János Kálmán, MD, PhD, and colleagues at the University of Szeged in Hungary have developed an automated speech analysis approach called the Speech-Gap Test (S-GAP Test) that is unique because it focuses on the temporal changes made when someone talks. This means it does not overcomplicate matters by also assessing the phonetics and semantics of speech, Kálmán told Medscape Medical News. 

Kálmán presented his findings at the 32nd European Congress of Psychiatry. 

Temporal Speech Parameters

The test analyzes parameters such as how quickly someone speaks, whether they hesitate when they talk, how long the hesitation lasts, and how many silent pauses they make. This can be done with a mere 60-second sample of speech, Kálmán said, noting that other automated speech and language tools currently in development need much longer audio samples. 

"We tried different approaches and we finally ended up with the temporal speech parameters because these are not culture-dependent, not education-dependent, and could be more reliable than the semantic parts of [speech] analysis," he explained.

The analysis of temporal speech parameters is also not language-dependent. Although the S-GAP Test was developed using audio samples from native Hungarian speakers, Kálmán and his collaborators have shown that it works just as well with samples from native English and German speakers. They now plan to validate the test further using samples from native Spanish speakers. 

For Screening, Not Diagnosis

Currently, "the only purpose of this tool would be initial screening," Kálmán said at the congress. It is not for diagnosis, and there is no intention to get it registered as a medical device. 
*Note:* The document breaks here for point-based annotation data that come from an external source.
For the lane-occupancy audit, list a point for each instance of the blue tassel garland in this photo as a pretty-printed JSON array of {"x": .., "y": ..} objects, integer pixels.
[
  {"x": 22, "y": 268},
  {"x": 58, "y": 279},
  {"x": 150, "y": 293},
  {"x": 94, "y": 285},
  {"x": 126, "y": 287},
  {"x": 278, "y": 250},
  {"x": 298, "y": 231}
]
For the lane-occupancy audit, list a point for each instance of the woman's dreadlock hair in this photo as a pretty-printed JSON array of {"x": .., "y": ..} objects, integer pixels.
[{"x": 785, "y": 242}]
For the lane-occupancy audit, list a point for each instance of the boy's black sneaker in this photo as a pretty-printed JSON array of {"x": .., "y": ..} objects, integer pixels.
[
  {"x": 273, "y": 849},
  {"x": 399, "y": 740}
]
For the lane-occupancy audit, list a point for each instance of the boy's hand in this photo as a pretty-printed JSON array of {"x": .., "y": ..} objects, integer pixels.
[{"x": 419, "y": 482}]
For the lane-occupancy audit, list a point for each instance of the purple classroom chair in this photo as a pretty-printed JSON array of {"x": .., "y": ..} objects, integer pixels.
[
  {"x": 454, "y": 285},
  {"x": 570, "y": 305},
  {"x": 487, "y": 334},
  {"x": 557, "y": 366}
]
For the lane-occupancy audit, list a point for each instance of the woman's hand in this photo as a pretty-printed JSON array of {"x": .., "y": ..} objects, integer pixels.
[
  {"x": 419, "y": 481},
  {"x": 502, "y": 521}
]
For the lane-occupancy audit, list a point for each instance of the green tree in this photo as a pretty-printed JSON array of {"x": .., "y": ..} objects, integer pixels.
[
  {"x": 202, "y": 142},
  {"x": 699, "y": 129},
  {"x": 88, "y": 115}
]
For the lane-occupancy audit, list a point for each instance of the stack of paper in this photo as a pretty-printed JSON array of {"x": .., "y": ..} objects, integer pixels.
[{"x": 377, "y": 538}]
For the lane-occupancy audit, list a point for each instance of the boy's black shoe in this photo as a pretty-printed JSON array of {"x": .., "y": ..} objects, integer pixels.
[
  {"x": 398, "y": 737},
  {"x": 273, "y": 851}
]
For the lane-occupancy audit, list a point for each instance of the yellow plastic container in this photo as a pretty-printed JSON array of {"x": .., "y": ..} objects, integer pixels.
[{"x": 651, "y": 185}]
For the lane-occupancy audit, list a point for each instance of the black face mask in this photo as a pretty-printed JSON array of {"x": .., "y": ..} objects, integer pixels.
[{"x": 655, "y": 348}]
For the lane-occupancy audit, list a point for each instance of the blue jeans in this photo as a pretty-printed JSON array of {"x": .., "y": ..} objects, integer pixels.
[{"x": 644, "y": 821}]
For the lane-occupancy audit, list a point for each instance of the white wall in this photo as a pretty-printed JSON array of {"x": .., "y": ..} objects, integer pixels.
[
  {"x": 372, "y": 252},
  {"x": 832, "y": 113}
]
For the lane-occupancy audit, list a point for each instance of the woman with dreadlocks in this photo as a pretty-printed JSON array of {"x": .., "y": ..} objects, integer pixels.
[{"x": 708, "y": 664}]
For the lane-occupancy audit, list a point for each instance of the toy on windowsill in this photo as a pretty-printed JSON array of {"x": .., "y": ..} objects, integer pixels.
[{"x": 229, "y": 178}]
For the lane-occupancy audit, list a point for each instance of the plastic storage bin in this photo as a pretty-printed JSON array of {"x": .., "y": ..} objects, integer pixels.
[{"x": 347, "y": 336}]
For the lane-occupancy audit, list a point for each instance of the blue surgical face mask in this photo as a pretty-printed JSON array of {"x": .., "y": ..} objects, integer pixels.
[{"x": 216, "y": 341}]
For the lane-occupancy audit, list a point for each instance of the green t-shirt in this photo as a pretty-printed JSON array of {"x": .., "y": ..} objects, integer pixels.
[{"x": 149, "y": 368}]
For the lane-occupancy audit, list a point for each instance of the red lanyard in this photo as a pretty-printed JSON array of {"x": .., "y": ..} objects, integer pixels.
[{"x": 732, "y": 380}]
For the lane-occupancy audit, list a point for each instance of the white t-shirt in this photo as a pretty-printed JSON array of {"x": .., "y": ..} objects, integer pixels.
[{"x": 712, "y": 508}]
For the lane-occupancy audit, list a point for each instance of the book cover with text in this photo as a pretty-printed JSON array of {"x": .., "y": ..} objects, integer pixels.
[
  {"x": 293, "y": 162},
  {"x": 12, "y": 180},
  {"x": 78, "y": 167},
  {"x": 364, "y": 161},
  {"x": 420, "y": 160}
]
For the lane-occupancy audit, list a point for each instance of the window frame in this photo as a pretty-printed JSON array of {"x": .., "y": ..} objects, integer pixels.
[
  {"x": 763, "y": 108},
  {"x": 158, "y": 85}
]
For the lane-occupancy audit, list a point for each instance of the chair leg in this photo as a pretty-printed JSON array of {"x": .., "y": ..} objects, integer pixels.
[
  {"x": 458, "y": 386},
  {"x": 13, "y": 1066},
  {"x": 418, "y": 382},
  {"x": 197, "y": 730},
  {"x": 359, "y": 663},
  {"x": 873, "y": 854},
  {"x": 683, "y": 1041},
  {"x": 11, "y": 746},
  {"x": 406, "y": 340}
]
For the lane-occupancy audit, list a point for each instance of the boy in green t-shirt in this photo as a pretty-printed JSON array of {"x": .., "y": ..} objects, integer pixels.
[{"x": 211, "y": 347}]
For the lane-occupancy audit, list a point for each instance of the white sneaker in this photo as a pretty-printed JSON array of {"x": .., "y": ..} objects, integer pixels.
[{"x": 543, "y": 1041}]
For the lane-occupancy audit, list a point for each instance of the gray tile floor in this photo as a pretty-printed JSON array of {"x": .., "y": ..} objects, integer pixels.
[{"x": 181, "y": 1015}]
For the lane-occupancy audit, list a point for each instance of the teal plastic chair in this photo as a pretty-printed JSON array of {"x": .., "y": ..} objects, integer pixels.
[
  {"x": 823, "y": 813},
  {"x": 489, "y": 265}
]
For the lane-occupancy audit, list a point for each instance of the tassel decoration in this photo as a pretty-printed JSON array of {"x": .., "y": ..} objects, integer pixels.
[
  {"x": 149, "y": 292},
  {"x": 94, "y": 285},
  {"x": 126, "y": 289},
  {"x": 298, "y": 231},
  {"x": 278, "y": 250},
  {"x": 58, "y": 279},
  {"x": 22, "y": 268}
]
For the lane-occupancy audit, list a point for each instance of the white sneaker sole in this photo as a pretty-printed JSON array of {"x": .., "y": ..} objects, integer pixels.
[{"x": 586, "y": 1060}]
A national survey of primary care physicians conducted by Kálmán and collaborators showed that there was little time for performing standard cognitive tests during the average consultation. Thus, the original idea was that the S-GAP Test would be an aid to help primary care physicians quickly flag whether a patient might have cognitive problems that needed further assessment at a memory clinic or by more specialist neurology services. 

The goalposts have since been moved, from developing a pure telemedicine solution to a more widespread application that perhaps anyone could buy and download from the internet or using a smartphone.